Comment garantir que les arrêts de la juridiction régionale ne demeurent pas lettre morte ? C’est la question centrale à laquelle tentent de répondre experts juridiques, parlementaires et représentants des États membres, réunis depuis ce mercredi à Cotonou.
Pendant trois jours, les participants travaillent à l’harmonisation des mécanismes nationaux afin que chaque verdict de la Cour soit scrupuleusement appliqué par les pays signataires.
Le défi de l’application effective
Si la Cour de justice de la CEDEAO est reconnue pour ses progrès dans la protection des droits humains et l’intégration régionale, son efficacité se heurte souvent à la résistance politique ou administrative de certains États qui tardent à exécuter ses décisions.

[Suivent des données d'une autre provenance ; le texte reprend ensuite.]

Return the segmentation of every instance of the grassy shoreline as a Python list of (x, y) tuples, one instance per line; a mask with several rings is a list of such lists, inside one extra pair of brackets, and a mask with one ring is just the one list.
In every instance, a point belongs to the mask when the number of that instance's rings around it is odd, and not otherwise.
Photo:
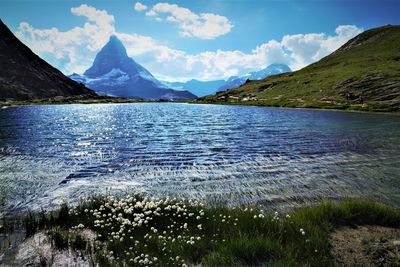
[(356, 225), (399, 229), (400, 210), (347, 199), (281, 214), (100, 196), (24, 219), (28, 237), (44, 234), (55, 251), (79, 251), (100, 266), (336, 266), (329, 235)]
[(336, 112), (355, 112), (369, 114), (391, 114), (400, 115), (399, 111), (390, 111), (386, 109), (364, 109), (358, 107), (342, 107), (342, 106), (280, 106), (269, 105), (263, 102), (215, 102), (215, 101), (158, 101), (158, 100), (138, 100), (126, 98), (111, 98), (100, 97), (94, 99), (70, 99), (66, 101), (60, 100), (34, 100), (34, 101), (0, 101), (0, 109), (18, 106), (34, 106), (34, 105), (65, 105), (65, 104), (127, 104), (127, 103), (186, 103), (198, 105), (233, 105), (233, 106), (254, 106), (254, 107), (271, 107), (271, 108), (287, 108), (300, 110), (321, 110), (321, 111), (336, 111)]

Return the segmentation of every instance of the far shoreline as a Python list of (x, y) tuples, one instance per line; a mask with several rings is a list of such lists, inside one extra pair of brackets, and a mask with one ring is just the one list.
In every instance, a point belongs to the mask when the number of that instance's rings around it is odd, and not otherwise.
[(267, 107), (280, 109), (297, 109), (297, 110), (316, 110), (316, 111), (334, 111), (334, 112), (349, 112), (361, 114), (383, 114), (399, 116), (400, 111), (388, 110), (363, 110), (340, 107), (290, 107), (290, 106), (273, 106), (264, 103), (245, 103), (245, 102), (208, 102), (198, 100), (148, 100), (148, 99), (129, 99), (122, 97), (107, 97), (99, 96), (99, 98), (67, 98), (66, 100), (54, 99), (37, 99), (37, 100), (15, 100), (15, 101), (0, 101), (0, 109), (20, 107), (20, 106), (41, 106), (41, 105), (68, 105), (68, 104), (132, 104), (132, 103), (181, 103), (194, 105), (226, 105), (226, 106), (252, 106), (252, 107)]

La réunion de Cotonou, qui regroupe les ANC — les institutions nationales faisant le lien avec la Cour —, constitue un espace de diagnostic sans complaisance. L’objectif est d’identifier précisément les obstacles juridiques et institutionnels qui freinent l’exécution au niveau local.

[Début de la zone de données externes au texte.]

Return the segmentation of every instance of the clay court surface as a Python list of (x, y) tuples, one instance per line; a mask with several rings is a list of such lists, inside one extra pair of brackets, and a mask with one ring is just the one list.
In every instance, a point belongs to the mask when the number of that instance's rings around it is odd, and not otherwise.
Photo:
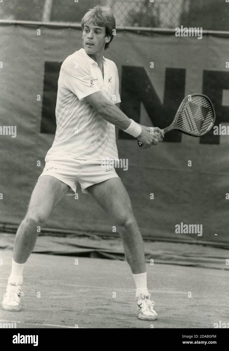
[[(2, 250), (2, 299), (12, 252)], [(123, 261), (33, 253), (24, 271), (22, 308), (0, 310), (0, 322), (17, 328), (213, 328), (229, 322), (229, 272), (223, 270), (146, 264), (158, 319), (137, 318), (134, 282)], [(1, 267), (1, 266), (0, 266)], [(40, 292), (40, 298), (37, 297)], [(188, 292), (192, 297), (188, 298)], [(116, 297), (113, 297), (115, 296)]]

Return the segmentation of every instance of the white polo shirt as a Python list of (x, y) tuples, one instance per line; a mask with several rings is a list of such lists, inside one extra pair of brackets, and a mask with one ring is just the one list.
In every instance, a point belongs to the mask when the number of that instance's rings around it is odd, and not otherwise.
[(98, 64), (84, 49), (63, 62), (58, 80), (57, 128), (48, 154), (81, 159), (118, 159), (115, 126), (94, 111), (85, 100), (101, 91), (114, 104), (121, 101), (115, 64), (103, 57), (104, 79)]

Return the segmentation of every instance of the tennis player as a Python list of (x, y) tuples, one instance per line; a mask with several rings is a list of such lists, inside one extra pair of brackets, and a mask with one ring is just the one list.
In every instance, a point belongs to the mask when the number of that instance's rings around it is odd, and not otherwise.
[(34, 247), (38, 226), (78, 183), (91, 194), (120, 229), (126, 257), (136, 285), (138, 318), (153, 320), (157, 314), (147, 289), (142, 238), (130, 199), (113, 167), (101, 160), (117, 160), (115, 127), (144, 144), (162, 141), (164, 132), (141, 125), (115, 106), (121, 101), (115, 64), (103, 57), (113, 38), (115, 20), (108, 8), (97, 6), (82, 20), (83, 48), (62, 64), (56, 109), (57, 129), (45, 165), (31, 195), (26, 217), (16, 236), (12, 270), (2, 302), (3, 309), (19, 311), (23, 269)]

Vers des mécanismes plus contraignants
Les discussions s’articulent autour de plusieurs axes stratégiques :
- La standardisation des procédures : élaborer une feuille de route commune pour que la notification et l’application des arrêts suivent le même protocole dans tous les pays.
- Le renforcement du dialogue institutionnel : consolider les échanges entre la Cour, la Commission de la CEDEAO et les ministères nationaux de la Justice.
- La sensibilisation des acteurs locaux : impliquer davantage les magistrats et les forces de l’ordre nationaux dans la prise en compte du droit communautaire.
« Rendre les arrêts de la Cour exécutoires dans tout l’espace CEDEAO n’est pas seulement une question de droit, c’est le socle même de la crédibilité de notre intégration régionale et de l’État de droit dans nos nations », confie un expert juridique en marge des travaux.
Un signal fort depuis le Bénin
En accueillant cette session, le Bénin réaffirme son rôle d’acteur clé de la diplomatie juridique et institutionnelle dans la sous-région. Alors que l’espace CEDEAO connaît des mutations géopolitiques complexes, le renforcement de ses institutions judiciaires est un levier essentiel pour la stabilité, la sécurité juridique des citoyens et la confiance des partenaires internationaux.
Les conclusions et recommandations issues de ce forum de Cotonou, attendues ce vendredi, devraient poser les bases d’un nouveau cadre de responsabilité pour les États membres, plaçant le citoyen ouest-africain au cœur de la justice communautaire.